Peter stood inside the door watching him. He had waited, for he sensed that the priest was not quite through with him yet.
“I suppose I understand. At least partially,” Father Jack allowed.
“That’s all I ask,” Peter replied. “Did you bring that French manuscript?”
The priest’s face brightened and he reached inside his black jacket and withdrew a sheaf of faded parchment from an inner pocket. At the bottom it was scorched, portions of it burned away.
Peter nodded once and whispered words in a hellish language. The air around the parchment seemed to shudder and warp like heat rising over blacktop on a hot summer day, and when it subsided, the pages of that arcane French manuscript were whole again.
Father Jack stared at the pages in his hand and a slow smile crept across his face. He looked up at Peter gratefully.
“Tell the Bishop you figured it out for yourself,” the mage told him. “I wouldn’t want to spoil my reputation.”
3
On the drive back up to Wickham, Keomany kept her window down and the radio turned up loud, her silken black hair blowing across her face almost constantly. At times it obscured her vision but she only laughed and plucked it away from her eyes, and whenever she heard Nikki Wydra’s song on the radio, she cranked it up even louder. It was played so often that she figured by the time she got home she’d know all the words.
The road hummed beneath her tires and the little Kia seemed almos
t to float along without her help. Keomany was tired, but it was the sweet blissful sort of tired that was so wonderfully rare. The Bealtienne festival had been all she had hoped for, and more. Two nights and one full day of harmony and partying, of practical idealism, of dedication to the everyday magick in nature and in humanity. Keomany had run into a handful of people she had known from similar festivals in New York, but she had also met a lot of new faces, made new friends. She’d gotten on particularly well with Ellen Cortes, a crafts shop owner from Connecticut.
Then there was Zach. Tall, broad-shouldered, well-muscled Zach with the sparkling blue eyes who had given a fascinating lecture on the significance of Great Trees, Standing Stones, and Stone Circles the previous morning and then talked his way into Keomany’s room that night.
Now, with the wind blowing across her face and the sun shining warm upon her through the windshield, she shivered with the delicious thrill of remembering the feel of his hands on her, the things he had done with his tongue, and the goodbye kiss they had shared this morning. She did not even remember if she had gotten his last name, but she had his phone number. Keomany wasn’t sure if she would call Zach or not, but even if she never did, she knew she would get a shiver every time she thought of him and of the Bealtienne festival.
A tiny smile played at the edges of her lips that she had not summoned but neither could she banish it, a fact that only made her smile more broadly and chuckle to herself.

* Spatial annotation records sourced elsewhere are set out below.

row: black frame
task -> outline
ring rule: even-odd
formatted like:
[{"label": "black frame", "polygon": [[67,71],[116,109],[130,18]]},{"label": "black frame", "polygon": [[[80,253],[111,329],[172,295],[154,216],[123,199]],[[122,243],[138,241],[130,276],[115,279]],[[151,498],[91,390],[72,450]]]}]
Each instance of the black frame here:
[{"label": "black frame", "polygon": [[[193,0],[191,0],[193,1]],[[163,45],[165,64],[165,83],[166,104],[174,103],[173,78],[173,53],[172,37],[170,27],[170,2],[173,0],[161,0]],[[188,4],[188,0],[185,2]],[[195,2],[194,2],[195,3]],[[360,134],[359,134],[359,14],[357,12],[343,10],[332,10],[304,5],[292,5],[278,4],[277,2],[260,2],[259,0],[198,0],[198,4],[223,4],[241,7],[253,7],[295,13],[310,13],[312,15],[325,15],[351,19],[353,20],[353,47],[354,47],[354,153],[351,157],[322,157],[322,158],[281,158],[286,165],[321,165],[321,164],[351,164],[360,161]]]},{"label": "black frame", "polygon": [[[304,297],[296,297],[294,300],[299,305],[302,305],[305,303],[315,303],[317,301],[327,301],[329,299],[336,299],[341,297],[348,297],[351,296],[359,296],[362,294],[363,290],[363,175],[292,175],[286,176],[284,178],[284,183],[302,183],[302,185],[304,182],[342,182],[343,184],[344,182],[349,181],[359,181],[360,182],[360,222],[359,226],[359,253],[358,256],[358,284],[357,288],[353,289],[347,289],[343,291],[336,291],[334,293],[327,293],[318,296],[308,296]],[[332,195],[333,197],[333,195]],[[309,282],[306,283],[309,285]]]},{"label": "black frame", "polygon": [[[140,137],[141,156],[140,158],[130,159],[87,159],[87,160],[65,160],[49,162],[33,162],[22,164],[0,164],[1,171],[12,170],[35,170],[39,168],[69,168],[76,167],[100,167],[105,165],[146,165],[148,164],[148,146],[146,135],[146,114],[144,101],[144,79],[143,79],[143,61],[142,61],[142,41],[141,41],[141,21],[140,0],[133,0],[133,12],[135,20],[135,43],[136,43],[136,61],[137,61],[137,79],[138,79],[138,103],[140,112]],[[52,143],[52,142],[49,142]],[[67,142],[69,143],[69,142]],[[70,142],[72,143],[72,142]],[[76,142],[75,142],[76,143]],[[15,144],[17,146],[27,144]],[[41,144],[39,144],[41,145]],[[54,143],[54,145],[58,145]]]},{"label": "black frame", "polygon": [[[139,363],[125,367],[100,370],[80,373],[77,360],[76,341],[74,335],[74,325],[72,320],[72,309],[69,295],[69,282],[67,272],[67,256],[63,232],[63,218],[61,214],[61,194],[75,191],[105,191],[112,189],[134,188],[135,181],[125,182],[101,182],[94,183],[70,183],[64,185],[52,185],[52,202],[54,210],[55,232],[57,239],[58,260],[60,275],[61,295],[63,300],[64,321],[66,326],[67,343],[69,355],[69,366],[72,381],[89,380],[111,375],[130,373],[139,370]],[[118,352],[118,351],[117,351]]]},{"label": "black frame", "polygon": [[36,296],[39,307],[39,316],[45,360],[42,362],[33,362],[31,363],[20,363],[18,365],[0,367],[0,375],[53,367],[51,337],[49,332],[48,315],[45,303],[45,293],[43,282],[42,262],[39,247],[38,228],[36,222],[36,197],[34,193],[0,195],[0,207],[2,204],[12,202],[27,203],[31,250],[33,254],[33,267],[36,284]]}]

With a sigh she settled more deeply into the driver’s seat of the Kia, the sun and her memories of the night before making her warm and tired in that satisfied, sleepy way. The wind whipping across her face and the loud radio were meant to keep her from closing her eyes behind the wheel, but it still took a lot of self-control for her to shake off that contented feeling and stay awake.
Just get home in one piece, she thought.
Home. The word echoed in her mind along with the thrum of her tires on the highway. Once upon a time it would have ruined her mood to be headed back to Wickham, but things had changed. Much as she wished there could be a Bealtienne festival every weekend instead of once a year, she looked forward to tending the flowers at her place, and to getting back to work at her shoppe. Keomany had every confidence in Paul and Jillian, but opening Sweet Somethings had been her dream, and it meant the world to her to take care of the shoppe, to stand behind the counter and serve her customers. The beautiful thing about her business was that her customers were always happy. It was unlike almost any other job in that way. Homemade fudge and hand-dipped chocolates were magical products to sell. There might be those who wished the prices were lower, but nobody ever complained about what they had bought.